There’s no hand-wavy nonsense with the dawn or fog or mystical haze or succulent breakfast today; it’s up, out the door and on to business. 90 minutes in, I’ve made the descent from Namche to the Jorsalle gate of Sagarmatha National Park, striding it out with the unloaded porters over the shaky suspension bridges in the early dawn.
There are three TIMS checks en route. If you’re going to pirate something in Nepal, don’t make it this one. Each time, the police don’t ask where I’ve been; I wouldn’t know how to answer.
By midmorning, halfway though the descent though the Phakding valley, the tide of guided tourists turns on full. Fighting against this current, the difference in perspective strikes me all the more – there’s no equity in a trip leashed to a guide. The agenda is simple: get up when the guide says so, walk until the guide says stop, rest until the guide nods at you, walk until the guide says it’s time for lunch, each what the guide orders for you, walk until the guide decides you’re tired, button up in your down-filled cocoon and wait until the guide brings the tea and fried potatoes. You don’t have to worry about where you are, you don’t have to worry about where you’re going, you don’t have to worry about carrying. Put one foot in front of the other, pay up, and you’ll get your chance to brag about your gig in Nepal when you get back.
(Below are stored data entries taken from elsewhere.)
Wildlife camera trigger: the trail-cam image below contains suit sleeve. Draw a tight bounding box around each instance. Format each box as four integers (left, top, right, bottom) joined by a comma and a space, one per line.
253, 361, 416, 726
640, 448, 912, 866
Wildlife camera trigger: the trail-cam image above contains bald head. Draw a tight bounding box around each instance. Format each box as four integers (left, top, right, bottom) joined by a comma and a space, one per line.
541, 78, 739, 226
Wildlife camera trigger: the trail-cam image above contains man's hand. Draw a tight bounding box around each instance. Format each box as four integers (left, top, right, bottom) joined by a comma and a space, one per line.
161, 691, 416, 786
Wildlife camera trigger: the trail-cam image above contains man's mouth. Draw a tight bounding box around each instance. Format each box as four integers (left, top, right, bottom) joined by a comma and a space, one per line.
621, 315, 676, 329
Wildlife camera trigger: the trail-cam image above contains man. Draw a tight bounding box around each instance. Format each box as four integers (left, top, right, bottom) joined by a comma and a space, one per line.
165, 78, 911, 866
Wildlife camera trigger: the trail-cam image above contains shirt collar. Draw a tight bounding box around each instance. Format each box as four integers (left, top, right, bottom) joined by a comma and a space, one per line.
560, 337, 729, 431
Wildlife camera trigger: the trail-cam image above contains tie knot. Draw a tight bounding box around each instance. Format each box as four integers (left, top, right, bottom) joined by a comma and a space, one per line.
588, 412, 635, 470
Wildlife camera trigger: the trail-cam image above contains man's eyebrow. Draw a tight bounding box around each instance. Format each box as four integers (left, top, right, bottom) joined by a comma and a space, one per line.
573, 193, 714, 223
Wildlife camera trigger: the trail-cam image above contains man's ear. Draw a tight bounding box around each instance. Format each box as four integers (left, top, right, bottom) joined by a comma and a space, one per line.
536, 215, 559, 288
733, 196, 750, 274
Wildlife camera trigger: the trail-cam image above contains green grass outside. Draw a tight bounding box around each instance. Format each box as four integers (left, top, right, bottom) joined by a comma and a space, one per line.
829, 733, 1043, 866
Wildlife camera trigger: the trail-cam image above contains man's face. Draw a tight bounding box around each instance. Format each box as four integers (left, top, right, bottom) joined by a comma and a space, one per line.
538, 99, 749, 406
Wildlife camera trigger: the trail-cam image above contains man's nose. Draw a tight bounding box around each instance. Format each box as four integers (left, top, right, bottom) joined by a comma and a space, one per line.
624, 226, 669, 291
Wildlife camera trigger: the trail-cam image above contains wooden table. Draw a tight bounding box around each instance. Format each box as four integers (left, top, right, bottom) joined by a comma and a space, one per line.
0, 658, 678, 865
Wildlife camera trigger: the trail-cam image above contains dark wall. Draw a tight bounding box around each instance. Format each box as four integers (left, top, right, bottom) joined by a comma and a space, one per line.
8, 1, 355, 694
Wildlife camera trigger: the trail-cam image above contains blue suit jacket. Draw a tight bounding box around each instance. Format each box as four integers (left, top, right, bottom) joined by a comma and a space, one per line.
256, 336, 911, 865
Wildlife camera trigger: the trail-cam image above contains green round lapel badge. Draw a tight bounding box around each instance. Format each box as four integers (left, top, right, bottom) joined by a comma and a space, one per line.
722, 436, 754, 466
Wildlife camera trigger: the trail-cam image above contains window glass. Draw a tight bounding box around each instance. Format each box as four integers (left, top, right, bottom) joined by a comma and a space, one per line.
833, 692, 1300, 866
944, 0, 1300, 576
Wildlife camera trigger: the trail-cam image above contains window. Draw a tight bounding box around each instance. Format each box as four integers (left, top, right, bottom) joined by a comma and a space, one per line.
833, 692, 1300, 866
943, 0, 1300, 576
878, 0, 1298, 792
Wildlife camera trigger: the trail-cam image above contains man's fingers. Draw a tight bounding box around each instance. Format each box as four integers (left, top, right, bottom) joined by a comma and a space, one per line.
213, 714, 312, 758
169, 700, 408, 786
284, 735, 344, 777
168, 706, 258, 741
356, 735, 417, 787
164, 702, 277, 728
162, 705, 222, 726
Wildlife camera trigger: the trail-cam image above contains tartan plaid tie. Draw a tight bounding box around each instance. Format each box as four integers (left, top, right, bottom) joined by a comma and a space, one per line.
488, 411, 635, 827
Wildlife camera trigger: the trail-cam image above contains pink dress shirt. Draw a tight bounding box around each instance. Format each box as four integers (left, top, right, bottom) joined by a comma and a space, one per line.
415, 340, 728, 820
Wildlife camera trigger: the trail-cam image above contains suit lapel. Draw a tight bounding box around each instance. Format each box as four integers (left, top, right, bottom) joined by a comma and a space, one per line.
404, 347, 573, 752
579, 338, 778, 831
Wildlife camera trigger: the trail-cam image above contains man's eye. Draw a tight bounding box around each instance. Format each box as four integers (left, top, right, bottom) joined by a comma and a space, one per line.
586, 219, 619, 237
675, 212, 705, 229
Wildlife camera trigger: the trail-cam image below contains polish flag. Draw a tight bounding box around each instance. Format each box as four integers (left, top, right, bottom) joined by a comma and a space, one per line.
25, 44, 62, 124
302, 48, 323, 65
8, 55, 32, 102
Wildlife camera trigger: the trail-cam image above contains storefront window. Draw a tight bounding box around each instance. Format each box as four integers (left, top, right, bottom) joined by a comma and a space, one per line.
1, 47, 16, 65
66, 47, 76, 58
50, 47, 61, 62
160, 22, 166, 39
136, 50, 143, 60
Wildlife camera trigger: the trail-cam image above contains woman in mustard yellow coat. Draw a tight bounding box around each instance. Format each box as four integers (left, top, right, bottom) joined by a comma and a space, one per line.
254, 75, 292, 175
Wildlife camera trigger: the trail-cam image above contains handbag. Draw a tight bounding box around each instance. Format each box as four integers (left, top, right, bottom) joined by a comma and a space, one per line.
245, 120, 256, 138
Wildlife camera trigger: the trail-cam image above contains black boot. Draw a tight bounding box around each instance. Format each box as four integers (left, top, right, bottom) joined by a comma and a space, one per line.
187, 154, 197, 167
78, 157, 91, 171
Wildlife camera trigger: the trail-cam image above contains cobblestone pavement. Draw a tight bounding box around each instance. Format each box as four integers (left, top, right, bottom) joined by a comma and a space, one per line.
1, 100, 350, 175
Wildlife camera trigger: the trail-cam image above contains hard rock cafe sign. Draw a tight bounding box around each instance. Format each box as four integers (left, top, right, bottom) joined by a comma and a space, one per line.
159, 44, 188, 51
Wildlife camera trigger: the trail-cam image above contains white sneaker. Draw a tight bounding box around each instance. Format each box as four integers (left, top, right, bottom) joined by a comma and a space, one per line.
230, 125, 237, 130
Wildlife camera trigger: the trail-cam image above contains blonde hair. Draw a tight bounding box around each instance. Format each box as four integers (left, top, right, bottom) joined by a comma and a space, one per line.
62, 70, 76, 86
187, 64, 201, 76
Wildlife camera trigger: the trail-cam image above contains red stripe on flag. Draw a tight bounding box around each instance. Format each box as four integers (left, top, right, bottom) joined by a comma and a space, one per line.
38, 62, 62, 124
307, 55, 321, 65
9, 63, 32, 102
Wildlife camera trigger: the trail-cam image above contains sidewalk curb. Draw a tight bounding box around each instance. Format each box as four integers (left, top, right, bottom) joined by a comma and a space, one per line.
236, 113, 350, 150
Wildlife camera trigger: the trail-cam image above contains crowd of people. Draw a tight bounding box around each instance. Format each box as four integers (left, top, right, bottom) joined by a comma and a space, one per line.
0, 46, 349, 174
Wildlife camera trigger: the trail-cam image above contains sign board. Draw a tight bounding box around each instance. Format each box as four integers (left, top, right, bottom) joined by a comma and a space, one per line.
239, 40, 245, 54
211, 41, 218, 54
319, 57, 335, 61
I beg of you, should you choose a guided tour in Nepal (or anywhere else), engage with the environment. Take a stake in the experience you’re paying for. Be glad today’s $10 are going to a guide doing something they love, but don’t be afraid to feel what you’re doing, to let it flow though you as the miles pass, and to know where you are.
Vile thoughts aside, I break for lunch a little past Phakding. It’s hot, and my feet, sweating mercilessly in the insulated boots, are killing me. While drying them off and eating a plate of potatoes, I see a familiar face in the crowd flowing past. It’s the sensual, intellectual redhead from last time I was at the Ama Dablam in Namche: Nicole.
We walk together for part of the afternoon. She’s done the run up to Kala Patthar, alone; every time we step off the trail to let pass a caravan of overhydrated morons in clean shirts with trekking poles, we exchange glances and laugh together in silence.
The afternoon’s climb, moving past Lukla, is slow and long and quiet after we separate from the herd. The solitude is again refreshing. Near four, I stop to dry off at Surke; between the encroaching thunderstorm and my fucked feet, I call it for the night.
Half an hour later, Nicole rolls by; she smiles and stops at the same lodge. We have dinner and watch the sun back away beneath the clouds and hills. The torrential rains start at dusk, and last through the night; thunder cracks and lightning blows though the clouds.